J’avais écrit l’année dernière un article qui avait suscité beaucoup de débats : « le catalogage : l’art de décrire un livre sans l’avoir lu » . Un an après ma réflexion se poursuit avec un titre volontairement à nouveau provocateur. C’est d’ailleurs la meilleure manière de susciter des réactions. Je ne prône évidemment pas la disparition totale du catalogage mais une évolution vers un enrichissement du catalogue. J’avais il y a quelques mois lancé un autre appel afin que nous puissions construire les bibliothèques numériques ensemble. Visiblement cela n’intéresse pas grand monde de même que ma proposition sur les jeudis de la lecture . J’ai mis cette absence de réactions sur le fait que la période hiémale est plus propice à l’hibernation, le printemps étant présent j’espère un peu plus de dynamisme.
L’avenir des catalogues de bibliothèques réside désormais dans les blogs. L’idée émerge avec parfois le nom de catalogablog. et même connaît des applications collaboratives . Olivier Ertzscheid (encore lui !) avait déjà soulevé la question .
Les catalogues doivent donc s’enrichir de « digital stuffs » et autres « bidules » qui permettent aux usagers de proposer des résumés d’ouvrages et des commentaires, de voter, de recommander, de proposer des tags (je reviendrai bientôt sur les folksonomies), etc.
Le catalogue se démocratise, devient web 2.0, devient interactif moins obscur et surtout demeure de ce fait utilisé. Pourquoi ne pas y inclure un moteur cartographique, relier les usagers entre eux ? Tant de possibilités sont offertes, utilisons les. Les aspirations que j’avais écrites en 1999 dans les premiers textes du guide des égarés deviennent de plus en plus réalisables. La bibliothèque et son catalogue orienté Web 2.0 opère des changements spatio-temporels et des conceptions différentes. La bibliothèque est éclatée en plusieurs lieux et diversifiée. Je ne comprends d’ailleurs pas les obsessions de certains politiques à vouloir construire des médiathèques pharaoniques. La grande bibliothèque centralisée est à mon sens dépassée et babélienne. C’est une erreur coûteuse et qui généralement privilégie un projet architectural grandiloquent par rapport à une réelle réflexion urbaine et sociale. Je reviendrai sans doute sur ce point une autre fois.
Face à la facilité du guichet Google beaucoup d’usagers oublient l’intérêt pourtant immense du catalogue. Je constate d’années en années que mes élèves de collège malgré les injonctions perdent le réflexe d’aller consulter la base de données BCDI. Je continue par conscience professionnelle à cataloguer les ouvrages et articles du fonds mais BCDI n’attire plus.
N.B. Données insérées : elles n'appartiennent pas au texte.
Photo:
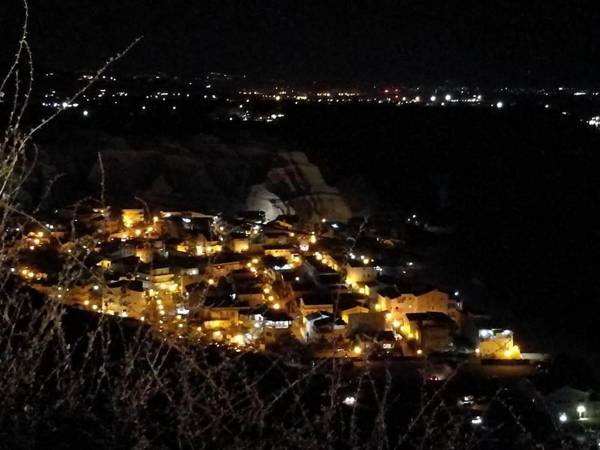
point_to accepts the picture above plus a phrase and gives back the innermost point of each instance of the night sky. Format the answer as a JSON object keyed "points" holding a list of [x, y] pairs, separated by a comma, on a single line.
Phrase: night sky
{"points": [[496, 42]]}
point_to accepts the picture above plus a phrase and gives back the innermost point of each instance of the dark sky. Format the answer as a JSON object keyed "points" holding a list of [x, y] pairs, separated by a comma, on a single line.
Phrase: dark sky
{"points": [[501, 42]]}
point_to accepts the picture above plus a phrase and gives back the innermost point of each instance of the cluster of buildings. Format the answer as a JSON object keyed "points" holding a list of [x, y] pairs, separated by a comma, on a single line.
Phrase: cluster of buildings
{"points": [[250, 283]]}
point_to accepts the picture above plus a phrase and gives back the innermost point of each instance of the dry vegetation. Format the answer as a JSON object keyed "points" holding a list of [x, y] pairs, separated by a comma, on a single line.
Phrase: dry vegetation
{"points": [[71, 379]]}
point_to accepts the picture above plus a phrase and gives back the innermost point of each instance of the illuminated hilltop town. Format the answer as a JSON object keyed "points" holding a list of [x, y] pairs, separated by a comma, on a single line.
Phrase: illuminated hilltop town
{"points": [[250, 284]]}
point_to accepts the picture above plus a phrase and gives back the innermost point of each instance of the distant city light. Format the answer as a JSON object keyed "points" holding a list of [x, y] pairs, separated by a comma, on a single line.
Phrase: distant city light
{"points": [[349, 401], [477, 420]]}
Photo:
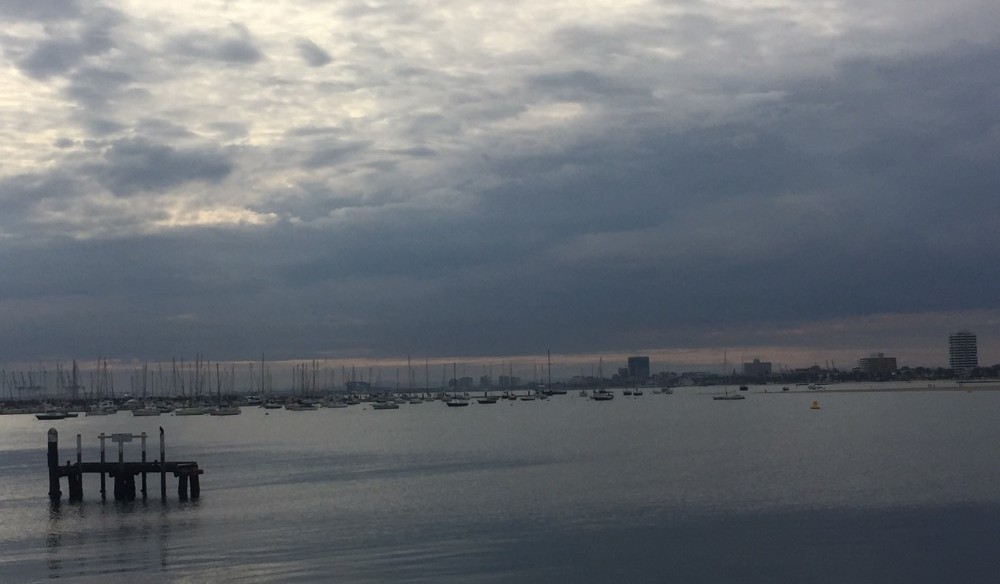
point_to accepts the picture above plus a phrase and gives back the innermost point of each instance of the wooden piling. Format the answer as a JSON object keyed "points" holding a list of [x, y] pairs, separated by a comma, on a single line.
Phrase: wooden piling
{"points": [[124, 474], [195, 486], [104, 491], [144, 472], [163, 467], [54, 493]]}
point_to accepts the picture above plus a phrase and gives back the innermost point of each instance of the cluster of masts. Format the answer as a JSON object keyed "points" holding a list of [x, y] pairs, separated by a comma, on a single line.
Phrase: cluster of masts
{"points": [[203, 378]]}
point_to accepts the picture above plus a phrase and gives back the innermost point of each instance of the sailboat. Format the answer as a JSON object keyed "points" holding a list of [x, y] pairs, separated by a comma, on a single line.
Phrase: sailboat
{"points": [[727, 396]]}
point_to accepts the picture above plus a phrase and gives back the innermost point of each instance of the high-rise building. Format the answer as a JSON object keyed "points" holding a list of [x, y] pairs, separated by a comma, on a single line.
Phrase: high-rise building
{"points": [[963, 354], [877, 364], [638, 368], [757, 369]]}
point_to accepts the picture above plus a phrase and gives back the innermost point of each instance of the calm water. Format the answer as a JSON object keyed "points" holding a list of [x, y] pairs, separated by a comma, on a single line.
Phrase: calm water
{"points": [[873, 487]]}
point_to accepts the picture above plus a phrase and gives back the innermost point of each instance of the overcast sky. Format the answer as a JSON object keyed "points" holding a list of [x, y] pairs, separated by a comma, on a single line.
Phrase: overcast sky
{"points": [[458, 179]]}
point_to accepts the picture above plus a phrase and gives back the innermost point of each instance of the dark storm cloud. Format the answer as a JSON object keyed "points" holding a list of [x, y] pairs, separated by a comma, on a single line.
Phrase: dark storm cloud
{"points": [[312, 53], [133, 165], [66, 48]]}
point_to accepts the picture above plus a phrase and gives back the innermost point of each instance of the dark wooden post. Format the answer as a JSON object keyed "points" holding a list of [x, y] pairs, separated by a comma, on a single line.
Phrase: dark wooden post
{"points": [[54, 493], [163, 467], [104, 491], [75, 474], [120, 478], [182, 486], [144, 466]]}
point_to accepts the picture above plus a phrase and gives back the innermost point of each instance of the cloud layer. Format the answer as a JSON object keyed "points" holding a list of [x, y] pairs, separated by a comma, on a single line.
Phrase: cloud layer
{"points": [[464, 178]]}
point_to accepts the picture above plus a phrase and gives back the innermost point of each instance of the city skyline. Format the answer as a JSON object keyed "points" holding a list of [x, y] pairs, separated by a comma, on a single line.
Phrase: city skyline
{"points": [[474, 181]]}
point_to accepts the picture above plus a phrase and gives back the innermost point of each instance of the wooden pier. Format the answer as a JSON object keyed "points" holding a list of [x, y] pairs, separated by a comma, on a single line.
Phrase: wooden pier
{"points": [[123, 473]]}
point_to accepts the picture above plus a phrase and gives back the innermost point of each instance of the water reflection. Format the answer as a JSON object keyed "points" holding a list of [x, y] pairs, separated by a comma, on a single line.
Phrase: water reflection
{"points": [[86, 539]]}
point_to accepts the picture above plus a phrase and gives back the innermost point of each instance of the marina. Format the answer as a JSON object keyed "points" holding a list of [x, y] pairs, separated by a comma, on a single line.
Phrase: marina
{"points": [[636, 488]]}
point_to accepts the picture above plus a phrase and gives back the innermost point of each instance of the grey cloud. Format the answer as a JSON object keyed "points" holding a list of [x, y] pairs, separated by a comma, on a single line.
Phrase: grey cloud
{"points": [[39, 10], [65, 49], [312, 53], [95, 88], [330, 154], [133, 165], [235, 46]]}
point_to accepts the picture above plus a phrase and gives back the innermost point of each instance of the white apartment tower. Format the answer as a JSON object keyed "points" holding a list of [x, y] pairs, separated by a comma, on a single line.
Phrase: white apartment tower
{"points": [[963, 355]]}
J’envisage peut-être de passer à un logiciel libre mais je ne sais pas lequel pourrait être le plus orienté « catalogablog » car c’est là l’intérêt. Quant à savoir s’il faut que Motbis y soit intégré ou non, et bien franchement je crois qu’on peut désormais se passer du thésaurus du CNDP et plutôt utiliser des tags et autoriser les usagers et élèves à en rajouter. Cela évitera les sempiternels débats notant que Céline Dion est dans le thésaurus et pas Thomas Hobbes. Ce n’est pas plus choquant d’ailleurs que le fait que les ouvrages de Danielle Steel occupent déjà plus de place dans bon nombre de bibliothèques que beaucoup d’auteurs talentueux.
Le « catalagoblog » implique de nouveaux usages tant de la part des usagers que de la part des professionnels de l’information. C’est sans doute aussi de nouvelles réflexions qui méritent d’être soulevées dans la façon de cataloguer, dans la formation et le recrutement.
J’en appelle donc toujours aux bonnes volontés dans la construction de projets collectifs notamment celui d’un site Web 2.0 un peu dans le style de « mauvais genres » de Bernard Strainchamp. J’en appelle surtout aux directeurs de bibliothèques et conservateurs qui n’ont pas réagi face à cette fermeture ce que j’ai trouvé relativement lamentable. Mais peut-être n’est-ce après tout qu’un problème de compétences ou de reconnaissance, à moins que ce ne soit qu’un sinistre symptôme. J’ose encore espérer que non. Ces projets ne peuvent se faire que collectivement et il y a suffisamment de richesses (ouvrages, personnes et usagers) dans le monde des bibliothèques et de la culture pour que cela puisse fonctionner.